Starting on Tuesday, the over 70 million users of the Venmo payments app will be able to buy and sell Bitcoin, Ethereum, Litecoin, and Bitcoin Cash, the same four currencies that have been available in the PayPal app since November.
Customers can trade in increments of as little as $1 but, like the PayPal program, the digital currency can’t be transferred to other services or apps. Venmo will charge transaction fees and a small spread between how much it charges to buy versus to sell. The company is also adding educational videos to its app to explain how digital currencies work.
The move comes as various payment platforms are racing to capture the excitement over skyrocketing digital currency prices. Square, Visa, Mastercard, and others have all recently announced new digital currency features for their customers. Feeding the frenzy is the price of Bitcoin, the leading digital currency, which jumped from around $7,000 a year ago to over $56,000 on Monday, though it fell from an all-time high of more than $64,000 just a few days earlier.

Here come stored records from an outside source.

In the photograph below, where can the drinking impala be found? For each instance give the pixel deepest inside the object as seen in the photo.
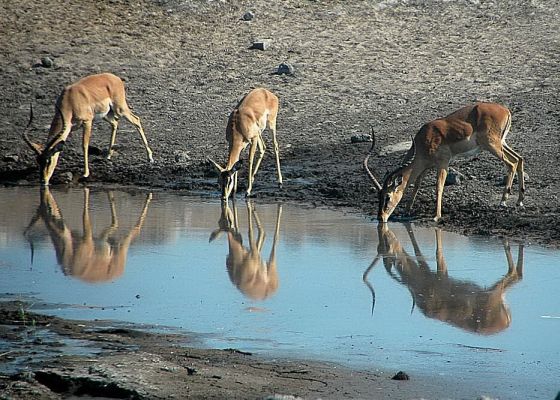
(482, 126)
(100, 95)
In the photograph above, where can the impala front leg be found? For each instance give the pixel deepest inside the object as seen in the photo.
(114, 125)
(252, 152)
(276, 152)
(442, 174)
(87, 125)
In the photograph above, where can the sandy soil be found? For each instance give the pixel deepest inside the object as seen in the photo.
(391, 65)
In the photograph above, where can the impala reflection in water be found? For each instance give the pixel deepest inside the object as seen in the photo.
(459, 303)
(82, 255)
(255, 278)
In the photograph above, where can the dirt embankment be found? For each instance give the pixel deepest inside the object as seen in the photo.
(390, 65)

Venmo said a customer survey it conducted in October found that 30% of its users were already trading crypto or stocks.
“Our goal is to provide our customers with an easy-to-use platform that simplifies the process of buying and selling cryptocurrencies and demystifies some of the common questions and misconceptions that consumers may have,” PayPal senior vice president Darrell Esch, who runs the Venmo service, said in a statement.

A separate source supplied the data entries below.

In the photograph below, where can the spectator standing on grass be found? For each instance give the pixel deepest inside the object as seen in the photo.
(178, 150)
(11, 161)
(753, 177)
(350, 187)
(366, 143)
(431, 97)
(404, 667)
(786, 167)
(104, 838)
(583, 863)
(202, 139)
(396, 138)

Venmo’s younger audience loves the app’s social feed, which can show off transactions to all of a user’s contacts, so the crypto trading will also be showcased in the feed (the median age of Venmo users is in the low thirties). Venmo users are supposed to be at least 18 years old, and the company didn’t add any additional requirements for its new crypto trading feature.

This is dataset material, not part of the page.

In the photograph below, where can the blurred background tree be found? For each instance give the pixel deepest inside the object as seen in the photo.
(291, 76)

PayPal, which bought Venmo owner Braintree in 2013 for $800 million, hasn’t said much about how much cryptocurrency trading has taken place in its main app since the feature went live in November, revealing only that people log in to the app twice as much after they buy some digital currency. But in March it announced an expansion to let stores and merchants using its service sell items for crypto instead of dollars.
(Correction: This story was updated on April 20 to correct that Venmo is charging transaction fees for cryptocurrency trading.)